Investigation Of The Load Impact On The Output Capability And The Synchronization Of Impulse Voltage Generators

The high voltage equipments of the electrical power system should be tested under the impulse voltage before they are operated to test the insulated capability under the overvoltage. As the development of power technology, there are more kinds of equipments which should be tested under the impulse voltage. The entrance capacitances of GIS and HV cables can reach above 3000pF to 10000pF. And the inductance of the transformer and Air-Choke is always be accounted in mH. We should make use of the typical lightning impulse voltage wave shape or operation wave shape when the equipments are tested. There are different impedance capabilities of the equipments, so we have to calculate and adjust the parameter every time, and it is sure to affect the synchronization capability. Sometimes we cannot even satisfy the output waveform requirements only by adjust the parameters of the component, which is a new challenge for us to design or do the test. And it is a new request for the output and synchronization capability. In order to make good use of the impulse voltage generator which we already have, we should take some measures to improve the equipment to generate the wave shape which measures up to the standard.In this article, we discussed the output capability of the typical impulse voltage generator with a large capacitance load or a small inductance load, and the synchronization capability.

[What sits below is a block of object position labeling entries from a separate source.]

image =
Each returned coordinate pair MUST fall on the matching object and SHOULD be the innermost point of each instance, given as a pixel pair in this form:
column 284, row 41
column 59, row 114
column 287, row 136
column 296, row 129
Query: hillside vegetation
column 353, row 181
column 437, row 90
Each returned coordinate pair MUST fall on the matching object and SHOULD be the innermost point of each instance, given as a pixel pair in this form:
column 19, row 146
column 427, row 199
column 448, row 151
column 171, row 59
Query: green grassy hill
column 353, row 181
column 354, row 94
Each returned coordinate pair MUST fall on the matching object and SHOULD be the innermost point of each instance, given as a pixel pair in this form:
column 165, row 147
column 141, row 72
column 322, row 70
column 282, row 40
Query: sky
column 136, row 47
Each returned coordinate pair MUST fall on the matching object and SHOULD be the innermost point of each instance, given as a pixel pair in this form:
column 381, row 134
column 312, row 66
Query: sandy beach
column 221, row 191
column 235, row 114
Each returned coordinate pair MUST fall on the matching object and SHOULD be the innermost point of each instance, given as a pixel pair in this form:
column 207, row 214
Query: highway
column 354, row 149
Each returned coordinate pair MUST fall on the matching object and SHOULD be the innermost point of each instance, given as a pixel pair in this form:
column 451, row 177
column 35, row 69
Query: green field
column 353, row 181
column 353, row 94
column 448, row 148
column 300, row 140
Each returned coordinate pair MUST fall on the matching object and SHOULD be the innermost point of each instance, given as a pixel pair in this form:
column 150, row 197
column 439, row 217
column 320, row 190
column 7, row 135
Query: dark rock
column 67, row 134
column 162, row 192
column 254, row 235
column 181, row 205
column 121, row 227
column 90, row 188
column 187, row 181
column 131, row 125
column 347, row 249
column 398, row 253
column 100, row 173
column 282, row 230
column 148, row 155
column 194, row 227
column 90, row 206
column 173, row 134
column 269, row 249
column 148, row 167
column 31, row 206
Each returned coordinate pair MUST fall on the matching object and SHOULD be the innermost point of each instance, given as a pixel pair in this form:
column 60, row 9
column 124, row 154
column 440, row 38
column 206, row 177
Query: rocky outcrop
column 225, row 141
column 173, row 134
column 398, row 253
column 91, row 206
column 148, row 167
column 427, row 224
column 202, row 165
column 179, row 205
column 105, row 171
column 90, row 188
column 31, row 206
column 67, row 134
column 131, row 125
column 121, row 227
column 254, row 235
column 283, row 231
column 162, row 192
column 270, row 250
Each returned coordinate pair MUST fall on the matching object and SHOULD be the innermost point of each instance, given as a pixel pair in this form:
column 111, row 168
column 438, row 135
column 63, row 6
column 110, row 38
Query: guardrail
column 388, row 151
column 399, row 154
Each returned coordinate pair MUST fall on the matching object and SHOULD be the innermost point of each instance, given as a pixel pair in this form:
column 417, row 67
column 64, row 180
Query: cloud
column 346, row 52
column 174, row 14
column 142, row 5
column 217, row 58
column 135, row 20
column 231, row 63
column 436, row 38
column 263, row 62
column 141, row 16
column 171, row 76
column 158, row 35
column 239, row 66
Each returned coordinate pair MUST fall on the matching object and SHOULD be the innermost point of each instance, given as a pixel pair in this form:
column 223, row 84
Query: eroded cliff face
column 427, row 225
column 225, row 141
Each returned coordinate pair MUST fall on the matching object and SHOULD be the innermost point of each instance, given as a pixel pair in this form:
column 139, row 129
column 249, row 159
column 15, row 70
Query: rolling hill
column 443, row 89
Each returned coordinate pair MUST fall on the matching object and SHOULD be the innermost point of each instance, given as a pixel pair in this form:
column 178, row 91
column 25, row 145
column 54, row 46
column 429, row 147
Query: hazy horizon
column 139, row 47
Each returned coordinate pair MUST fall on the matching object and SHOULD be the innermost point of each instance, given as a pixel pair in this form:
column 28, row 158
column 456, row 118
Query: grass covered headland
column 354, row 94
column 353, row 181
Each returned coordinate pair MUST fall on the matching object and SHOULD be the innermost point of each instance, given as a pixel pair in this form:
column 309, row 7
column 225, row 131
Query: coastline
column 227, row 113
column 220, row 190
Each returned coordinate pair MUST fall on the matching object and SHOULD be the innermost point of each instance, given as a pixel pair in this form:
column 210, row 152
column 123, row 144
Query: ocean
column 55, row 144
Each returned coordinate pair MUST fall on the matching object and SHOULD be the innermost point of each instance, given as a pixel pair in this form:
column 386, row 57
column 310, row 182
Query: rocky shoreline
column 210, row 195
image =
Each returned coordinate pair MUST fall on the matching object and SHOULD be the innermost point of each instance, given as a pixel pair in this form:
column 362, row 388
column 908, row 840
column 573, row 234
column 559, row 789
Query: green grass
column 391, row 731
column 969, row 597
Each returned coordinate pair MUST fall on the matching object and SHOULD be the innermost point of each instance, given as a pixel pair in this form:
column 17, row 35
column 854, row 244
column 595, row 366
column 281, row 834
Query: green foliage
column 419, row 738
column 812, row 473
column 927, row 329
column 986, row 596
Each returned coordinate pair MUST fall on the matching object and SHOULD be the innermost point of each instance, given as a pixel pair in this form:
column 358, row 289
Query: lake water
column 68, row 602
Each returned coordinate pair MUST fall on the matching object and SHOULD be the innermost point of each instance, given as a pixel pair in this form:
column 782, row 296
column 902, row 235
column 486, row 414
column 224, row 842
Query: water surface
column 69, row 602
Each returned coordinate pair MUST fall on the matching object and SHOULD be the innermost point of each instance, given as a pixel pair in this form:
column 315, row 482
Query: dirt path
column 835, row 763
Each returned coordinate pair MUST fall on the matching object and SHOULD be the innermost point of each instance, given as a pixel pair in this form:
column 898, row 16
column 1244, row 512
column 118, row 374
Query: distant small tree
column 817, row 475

And we also gave some suggestions of solving the problems of overshoot, short time to half value, oscillation of the wave, high extreme value of undershoot, and the bad synchronization capability. The ATP simulation method was employed to analyze the generator in different situations to compare the wave shapes of the output before and after we took the measures. So we can verify the validity of the measures such as improving the circuit. The investigation shows that we can take some measures to improve the load capability and synchronization of the typical impulse voltage generators which we already have. The investigation result could give some advice of improving the circuit and designing the parameters of the components for the factories of impulse voltage generators and the high voltage lab.